Take a look at the specific script (this script is the key to the whole process)

  #!/bin/sh#by ljk 2017/03/18# A reasonable grab packet for irregular network traffic anomalies file=/proc/net/devi=0 #用来标记是否出现了流量异常以及异常持续了几个检测周期cd/ Usr/local/src/mysql-sniffer/logs/query/alias capture= ' tcpdump-nnvv port 3306-w tcpdump.txt &>/dev/null ' ( Capture) & #放到后台执行 without blocking the logic of the main process while True;do rx_bytes= ' cat $file |grep eth0|sed ' s/^ *//g ' |awk-f ' [:]+ ' {print $ 2} ' sleep #间隔10s rx_bytes_later= ' cat $file |grep eth0|sed ' s/^ *//g ' |awk-f ' [:]+ ' {print $} ' speed_rx= ' echo "scale=0; ($RX _bytes_later-$RX _bytes) *8/1024/1024/10" |BC ' tcpdump_pid= ' ps-ef|grep tcpdump|grep-v grep|awk ' {pri            NT $ "If [$speed _rx-lt];then #我的阈值是15Mb kill-9 $tcpdump _pid if [$i-gt 0];then    MV Tcpdump.txt "$i" _tcpdump_ ' date + "%f_%h:%m:%s" ' Fi (Capture) & i=0 Else i=$ (($i + 1)) Fidone  

Put the script in the background to run, and then I easily crawled to the exception period of the packet, and then through the Wireshark analysis, but also quickly found the problem of SQL, as expected, because the user input validation is not rigorous, Causes a null string to appear in the Where condition, which in turn requires the data to be returned near the full table (true pits).
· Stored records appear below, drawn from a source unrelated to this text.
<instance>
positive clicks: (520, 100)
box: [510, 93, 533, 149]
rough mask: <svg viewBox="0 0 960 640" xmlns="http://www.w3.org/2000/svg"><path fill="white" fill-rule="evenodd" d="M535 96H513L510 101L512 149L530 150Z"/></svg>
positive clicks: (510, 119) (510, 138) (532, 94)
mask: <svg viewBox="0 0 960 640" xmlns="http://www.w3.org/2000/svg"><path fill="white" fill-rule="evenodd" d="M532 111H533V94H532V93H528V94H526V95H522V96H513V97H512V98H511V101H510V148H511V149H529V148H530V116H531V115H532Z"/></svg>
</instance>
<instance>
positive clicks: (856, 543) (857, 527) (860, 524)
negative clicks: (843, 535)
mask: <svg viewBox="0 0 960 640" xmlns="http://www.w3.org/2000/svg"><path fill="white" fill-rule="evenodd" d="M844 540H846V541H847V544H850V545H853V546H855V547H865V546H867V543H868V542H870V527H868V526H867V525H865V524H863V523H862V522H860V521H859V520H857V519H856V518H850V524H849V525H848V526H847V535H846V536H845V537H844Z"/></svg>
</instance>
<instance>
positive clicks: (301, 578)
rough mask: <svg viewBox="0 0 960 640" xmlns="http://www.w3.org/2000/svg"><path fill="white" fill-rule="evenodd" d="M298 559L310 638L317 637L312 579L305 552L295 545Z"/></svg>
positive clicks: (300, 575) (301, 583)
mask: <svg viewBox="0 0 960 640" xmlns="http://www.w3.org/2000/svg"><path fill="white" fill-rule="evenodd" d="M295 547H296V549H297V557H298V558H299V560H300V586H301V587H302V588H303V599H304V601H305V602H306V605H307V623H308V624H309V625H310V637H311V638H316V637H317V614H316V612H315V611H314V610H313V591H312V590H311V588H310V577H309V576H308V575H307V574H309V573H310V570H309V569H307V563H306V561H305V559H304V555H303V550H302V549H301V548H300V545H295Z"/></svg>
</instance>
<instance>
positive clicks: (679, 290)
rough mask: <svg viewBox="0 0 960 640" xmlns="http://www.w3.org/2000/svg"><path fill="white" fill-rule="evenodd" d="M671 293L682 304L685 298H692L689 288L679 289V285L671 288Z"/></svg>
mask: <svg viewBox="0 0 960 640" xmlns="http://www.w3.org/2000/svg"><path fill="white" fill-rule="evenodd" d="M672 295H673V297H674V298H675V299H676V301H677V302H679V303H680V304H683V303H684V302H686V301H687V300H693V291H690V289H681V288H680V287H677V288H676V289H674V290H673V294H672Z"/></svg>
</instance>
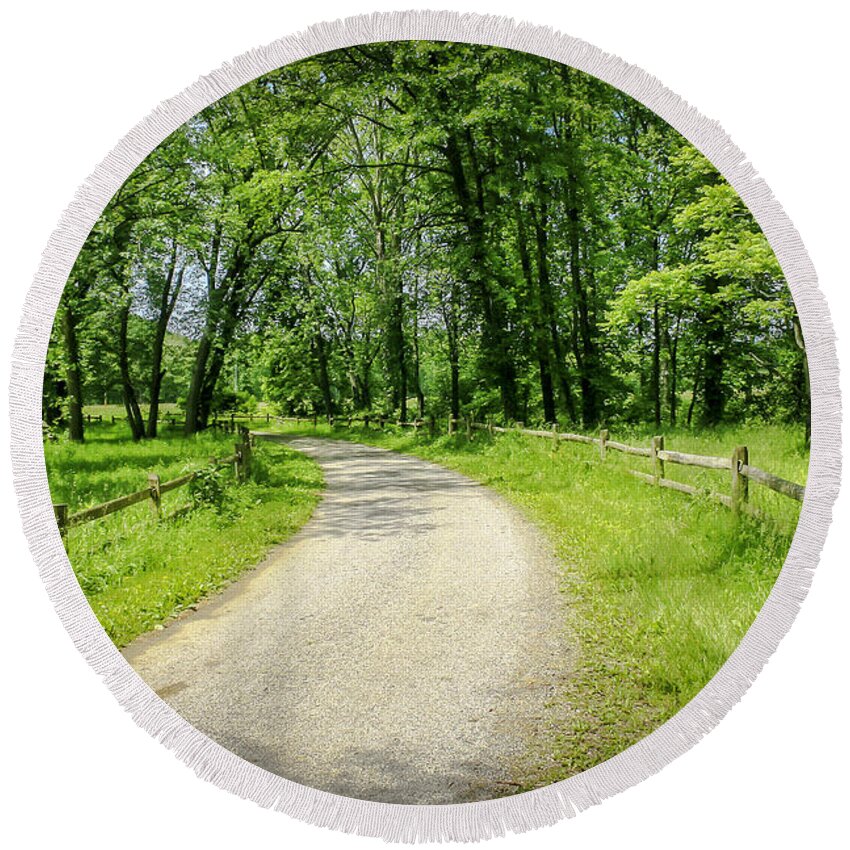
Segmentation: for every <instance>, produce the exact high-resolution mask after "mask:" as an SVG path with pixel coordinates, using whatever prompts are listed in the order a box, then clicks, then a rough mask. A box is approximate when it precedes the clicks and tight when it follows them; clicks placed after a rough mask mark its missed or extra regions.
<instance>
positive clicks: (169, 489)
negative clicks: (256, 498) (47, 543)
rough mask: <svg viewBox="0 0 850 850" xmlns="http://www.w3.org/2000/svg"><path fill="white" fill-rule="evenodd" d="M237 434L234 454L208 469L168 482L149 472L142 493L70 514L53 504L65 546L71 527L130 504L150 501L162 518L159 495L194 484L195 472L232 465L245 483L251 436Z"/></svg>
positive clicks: (196, 474)
mask: <svg viewBox="0 0 850 850" xmlns="http://www.w3.org/2000/svg"><path fill="white" fill-rule="evenodd" d="M240 433H241V442H239V443H236V444H235V445H234V453H233V454H232V455H229V456H228V457H223V458H218V457H214V458H210V462H209V465H208V466H207V467H201V468H199V469H195V470H192V471H191V472H187V473H184V474H183V475H180V476H178V477H177V478H172V479H170V480H169V481H160V478H159V475H157V474H156V473H155V472H149V473H148V486H147V487H145V488H144V489H143V490H136V491H135V492H134V493H128V494H126V495H125V496H118V497H117V498H115V499H110V500H109V501H108V502H101V503H100V504H98V505H93V506H92V507H90V508H85V509H84V510H81V511H77V512H75V513H73V514H72V513H69V512H68V505H67V504H65V503H57V504H54V505H53V513H54V516H55V517H56V524H57V525H58V526H59V533H60V535H61V536H62V539H63V541H64V542H65V545H66V546H67V534H68V531H69V530H70V529H71V528H75V527H76V526H78V525H83V524H85V523H88V522H94V521H95V520H98V519H102V518H103V517H105V516H109V515H110V514H114V513H117V512H118V511H123V510H125V509H126V508H129V507H132V506H133V505H138V504H139V503H140V502H144V501H148V500H149V501H150V505H151V509H152V510H153V511H154V513H155V514H156V515H157V516H162V494H163V493H168V492H170V491H171V490H177V489H178V488H180V487H185V486H186V485H187V484H189V483H190V482H191V481H194V480H195V478H197V477H198V473H199V472H201V471H203V470H204V469H208V468H213V469H217V468H221V467H225V466H231V465H232V466H233V471H234V475H235V477H236V480H237V481H244V480H245V478H246V477H247V476H248V474H249V473H250V465H251V454H252V440H253V437H252V435H251V433H250V432H249V431H248V429H247V428H245V427H244V426H242V427H241V432H240Z"/></svg>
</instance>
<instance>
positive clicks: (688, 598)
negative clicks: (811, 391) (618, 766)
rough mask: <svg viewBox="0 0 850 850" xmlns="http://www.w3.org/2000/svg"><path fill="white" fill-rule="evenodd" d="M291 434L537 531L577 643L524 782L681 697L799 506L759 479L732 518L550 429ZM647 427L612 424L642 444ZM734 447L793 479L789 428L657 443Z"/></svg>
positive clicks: (603, 756) (551, 781)
mask: <svg viewBox="0 0 850 850" xmlns="http://www.w3.org/2000/svg"><path fill="white" fill-rule="evenodd" d="M283 430H286V431H288V432H292V433H295V432H296V429H295V428H293V427H284V428H283ZM298 432H299V433H305V434H317V435H319V436H333V437H335V438H337V439H351V440H356V441H359V442H364V443H371V444H374V445H379V446H383V447H385V448H388V449H392V450H395V451H401V452H407V453H410V454H415V455H418V456H420V457H423V458H426V459H430V460H433V461H436V462H438V463H441V464H443V465H445V466H447V467H450V468H452V469H456V470H458V471H460V472H463V473H465V474H467V475H470V476H471V477H473V478H476V479H478V480H479V481H481V482H483V483H485V484H487V485H489V486H491V487H493V488H494V489H496V490H497V491H499V492H501V493H502V494H503V495H504V496H506V497H507V498H508V499H510V501H512V502H513V503H514V504H516V505H518V506H519V507H520V508H521V509H522V510H523V511H524V512H525V514H526V515H527V516H528V518H529V519H530V520H531V521H533V522H534V523H535V524H536V525H538V526H539V527H540V528H542V529H543V530H544V531H545V532H546V534H547V536H548V538H549V539H550V541H551V543H552V546H553V548H554V551H555V552H556V554H557V556H558V559H559V561H560V564H561V590H562V592H563V593H564V594H565V595H566V600H567V610H568V611H569V616H568V622H566V623H564V624H563V628H564V629H565V630H566V632H567V633H568V635H569V636H570V637H571V638H572V639H573V641H574V642H575V643H577V646H578V661H577V666H576V670H575V673H574V675H573V676H572V677H571V678H570V679H569V683H568V684H567V685H566V687H565V688H564V690H563V691H562V692H561V693H559V694H557V695H556V697H555V698H554V699H553V702H552V705H551V706H550V710H551V711H552V713H553V716H554V717H555V718H556V719H557V723H556V725H557V727H558V728H559V733H558V735H557V738H556V740H554V741H550V742H541V745H542V746H541V751H540V753H539V764H538V767H537V769H535V770H531V771H530V772H529V776H528V782H527V785H526V786H525V787H533V786H535V785H541V784H546V783H548V782H552V781H556V780H559V779H563V778H565V777H567V776H570V775H573V774H575V773H578V772H580V771H582V770H585V769H587V768H589V767H592V766H593V765H595V764H598V763H599V762H601V761H604V760H605V759H607V758H610V757H611V756H613V755H615V754H616V753H618V752H621V751H622V750H623V749H625V748H626V747H628V746H630V745H631V744H633V743H635V742H636V741H638V740H639V739H640V738H642V737H643V736H644V735H646V734H647V733H649V732H650V731H652V730H653V729H655V728H657V726H658V725H659V724H660V723H662V722H663V721H664V720H666V719H668V718H669V717H671V716H672V715H673V714H675V712H676V711H678V710H679V709H680V708H681V707H682V706H684V705H685V704H686V703H687V702H688V701H689V700H690V699H692V698H693V697H694V696H695V695H696V693H697V692H698V691H699V690H700V689H701V688H702V687H703V686H704V685H705V684H706V683H707V682H708V681H709V679H711V677H712V676H713V675H714V674H715V673H716V672H717V670H718V669H719V667H720V666H721V665H722V664H723V663H724V662H725V661H726V659H727V658H728V657H729V655H730V654H731V652H732V651H733V650H734V649H735V647H736V646H737V645H738V643H739V642H740V641H741V639H742V637H743V635H744V633H745V632H746V630H747V628H748V627H749V626H750V624H751V623H752V621H753V619H754V617H755V615H756V613H757V612H758V610H759V608H760V607H761V606H762V604H763V603H764V601H765V599H766V598H767V595H768V593H769V592H770V589H771V587H772V586H773V583H774V582H775V580H776V577H777V575H778V573H779V570H780V568H781V566H782V563H783V561H784V559H785V556H786V554H787V551H788V547H789V545H790V541H791V537H792V535H793V531H794V526H795V523H796V518H797V516H798V513H799V505H798V504H797V503H796V502H793V501H792V500H790V499H783V498H782V497H779V496H776V497H775V498H768V499H765V500H762V499H761V495H760V494H758V492H757V490H760V489H762V488H755V487H753V488H752V490H753V498H754V499H756V500H759V501H760V504H761V506H762V507H763V508H764V509H765V510H766V511H770V512H771V516H772V517H774V519H775V521H758V520H754V519H750V518H747V517H741V518H736V517H734V516H733V514H732V512H731V511H730V510H729V509H728V508H726V507H724V506H723V505H720V504H719V503H716V502H713V501H710V500H708V499H705V498H692V497H689V496H686V495H683V494H680V493H676V492H671V491H669V490H661V489H656V488H653V487H651V486H649V485H647V484H644V483H643V482H641V481H639V480H638V479H636V478H633V477H632V476H630V475H628V474H627V471H626V470H627V469H629V468H636V469H645V468H647V467H648V461H647V460H646V459H643V458H639V457H628V456H624V455H620V454H616V453H614V452H610V453H609V454H608V458H607V460H606V461H605V462H604V463H603V462H602V460H601V459H600V456H599V450H598V449H597V448H596V447H595V446H588V445H581V444H575V443H563V442H562V443H561V444H560V445H559V448H558V450H557V451H553V449H552V442H551V441H550V440H546V439H542V438H537V439H534V438H528V437H522V436H519V435H513V434H508V435H496V436H495V437H493V438H490V437H489V436H488V435H487V434H485V433H483V432H477V433H476V436H475V439H474V441H473V442H469V441H467V439H466V437H465V436H463V435H458V436H454V437H451V438H449V437H447V436H442V437H437V438H435V439H433V440H431V439H429V438H428V436H427V429H422V430H421V431H420V433H419V434H416V435H414V434H413V433H412V432H410V431H408V430H406V431H404V432H401V431H399V430H398V429H395V428H393V429H388V430H387V431H386V432H379V431H376V430H375V429H371V430H369V431H365V430H364V429H362V428H353V429H351V430H349V429H347V428H336V429H333V430H331V429H330V428H329V427H328V426H326V425H319V427H318V428H316V429H313V428H312V427H307V428H301V429H300V430H299V431H298ZM648 434H649V432H646V433H645V434H637V433H633V434H616V435H615V434H613V433H612V435H611V438H612V439H618V440H620V441H622V442H630V443H632V444H634V445H645V444H646V442H645V439H648V436H647V435H648ZM736 445H748V447H749V449H750V457H751V459H752V460H753V463H754V464H757V465H760V466H762V467H763V468H765V469H768V470H769V471H772V472H776V473H778V474H783V475H784V476H787V477H789V478H791V479H793V480H796V481H798V482H799V483H804V482H805V474H806V468H807V465H808V456H807V451H806V450H805V447H804V446H803V445H802V441H801V440H800V439H798V435H797V433H796V432H795V431H793V430H791V429H784V428H781V427H768V426H760V427H756V428H739V429H732V428H726V429H719V430H717V431H714V432H676V433H675V434H674V435H669V434H668V435H667V446H668V447H669V448H671V449H675V450H680V451H686V452H692V453H700V454H717V455H720V456H724V457H725V456H727V455H730V456H731V452H732V449H733V448H734V447H735V446H736ZM669 466H670V465H668V467H669ZM680 469H681V470H682V471H683V472H684V473H685V475H683V476H681V480H685V479H686V478H687V476H688V473H692V472H696V473H697V477H698V478H701V477H702V475H703V474H705V475H706V476H712V478H711V481H710V482H709V483H708V484H706V486H711V488H712V489H716V490H718V491H720V492H725V493H728V492H729V489H728V476H729V473H728V472H722V471H719V472H718V471H713V470H690V469H685V468H680ZM647 471H648V468H647ZM677 472H678V470H677ZM677 477H679V476H677ZM706 480H707V479H706ZM767 495H768V496H769V497H774V496H775V494H772V493H770V494H767ZM544 744H545V746H544Z"/></svg>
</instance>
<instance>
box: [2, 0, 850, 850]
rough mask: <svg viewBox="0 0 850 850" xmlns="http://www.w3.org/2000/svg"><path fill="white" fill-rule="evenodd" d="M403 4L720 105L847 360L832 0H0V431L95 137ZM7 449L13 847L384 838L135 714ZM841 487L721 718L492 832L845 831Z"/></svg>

One-time troubleshooting of traffic anomalies between apps and DB

Contact Us

The content source of this page is from Internet, which doesn't represent Alibaba Cloud's opinion; products and services mentioned on that page don't have any relationship with Alibaba Cloud. If the content of the page makes you feel confusing, please write us an email, we will handle the problem within 5 days after receiving your email.

If you find any instances of plagiarism from the community, please send an email to: info-contact@alibabacloud.com and provide relevant evidence. A staff member will contact you within 5 working days.

A Free Trial That Lets You Build Big!

Start building with 50+ products and up to 12 months usage for Elastic Compute Service

  • Sales Support

    1 on 1 presale consultation

  • After-Sales Support

    24/7 Technical Support 6 Free Tickets per Quarter Faster Response

  • Alibaba Cloud offers highly flexible support services tailored to meet your exact needs.